How many grams of sodium chloride (NaCl) should be used in preparing 20 liters of a solution containing 154 mEq/L?
To determine the grams of sodium chloride (NaCl) needed, we need to convert mEq/L to grams/L.
1 mole of NaCl = 58.44 g
1 mole of NaCl = 1 mole of Na+ ions + 1 mole of Cl- ions
So, the molecular weight of Na+ ions = 22.99 g/mol
And, the molecular weight of Cl- ions = 35.45 g/mol
1 mole of NaCl = 1 mole of Na+ ions + 1 mole of Cl- ions
1 mole of NaCl = 22.99 g + 35.45 g = 58.44 g
To convert mEq/L to grams/L, we need to multiply the mEq/L by the molecular weight of NaCl.
154 mEq/L * 58.44 g/mole = 9006.96 g/L
So, in 20 liters of a solution containing 154 mEq/L, the amount of sodium chloride needed is 9006.96 g/L * 20 L = <<9006.96*20=180139.2>>180139.2 g
To determine the number of grams of sodium chloride (NaCl) needed, follow these steps:
Step 1: Convert milliequivalents per liter (mEq/L) to moles per liter (mol/L).
Since NaCl is a 1:1 electrolyte, the number of moles of NaCl is equivalent to the number of milliequivalents (mEq) of NaCl. Therefore, 154 mEq/L is equivalent to 154 mmol/L.
Step 2: Convert moles per liter (mol/L) to moles.
Since the solution volume is given in liters, multiplying the concentration (in mol/L) by the volume (in liters) gives the number of moles in the solution.

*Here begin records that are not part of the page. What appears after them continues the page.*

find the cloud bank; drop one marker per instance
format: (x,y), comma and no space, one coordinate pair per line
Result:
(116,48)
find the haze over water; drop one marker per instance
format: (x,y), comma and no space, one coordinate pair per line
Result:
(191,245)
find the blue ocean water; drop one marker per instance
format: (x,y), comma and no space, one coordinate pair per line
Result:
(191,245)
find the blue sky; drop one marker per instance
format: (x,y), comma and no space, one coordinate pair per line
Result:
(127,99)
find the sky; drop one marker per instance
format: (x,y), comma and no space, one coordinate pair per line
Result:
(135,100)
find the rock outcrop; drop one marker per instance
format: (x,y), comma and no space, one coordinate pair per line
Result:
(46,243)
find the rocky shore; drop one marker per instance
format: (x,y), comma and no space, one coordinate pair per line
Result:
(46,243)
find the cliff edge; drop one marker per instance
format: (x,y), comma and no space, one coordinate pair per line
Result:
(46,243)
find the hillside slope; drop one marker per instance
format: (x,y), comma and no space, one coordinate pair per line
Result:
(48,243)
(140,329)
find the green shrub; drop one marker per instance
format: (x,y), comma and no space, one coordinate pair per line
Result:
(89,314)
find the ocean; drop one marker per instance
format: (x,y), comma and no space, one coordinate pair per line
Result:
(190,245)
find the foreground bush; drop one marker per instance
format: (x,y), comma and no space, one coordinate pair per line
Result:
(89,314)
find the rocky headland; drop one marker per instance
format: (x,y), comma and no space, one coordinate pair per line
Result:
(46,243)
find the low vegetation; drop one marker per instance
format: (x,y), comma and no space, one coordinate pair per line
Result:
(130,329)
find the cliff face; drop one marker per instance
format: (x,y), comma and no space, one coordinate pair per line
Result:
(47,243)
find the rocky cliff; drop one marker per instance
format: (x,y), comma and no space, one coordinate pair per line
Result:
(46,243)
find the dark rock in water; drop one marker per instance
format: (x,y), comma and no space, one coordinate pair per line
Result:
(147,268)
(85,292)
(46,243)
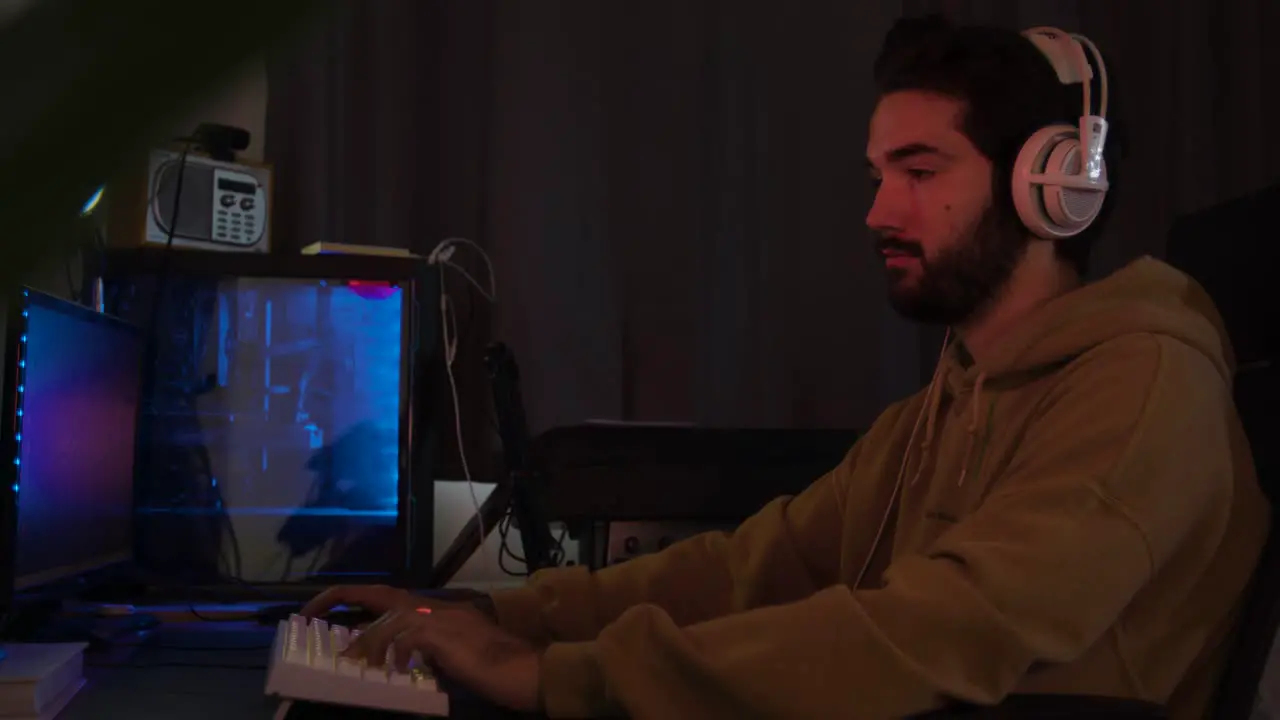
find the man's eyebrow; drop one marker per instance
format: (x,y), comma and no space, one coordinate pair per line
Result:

In this case, multiplying 154 mmol/L by 20 L gives 3080 mmol.
Step 3: Convert moles to grams.
To convert moles to grams, you need to know the molar mass of NaCl, which is 58.44 g/mol. Multiply the number of moles (3080 mmol) by the molar mass (58.44 g/mol) to get the number of grams.
3080 mmol * 58.44 g/mol = 179,827.2 g
Therefore, you would need approximately 179,827.2 grams of sodium chloride (NaCl) to prepare 20 liters of a solution containing 154 mEq/L.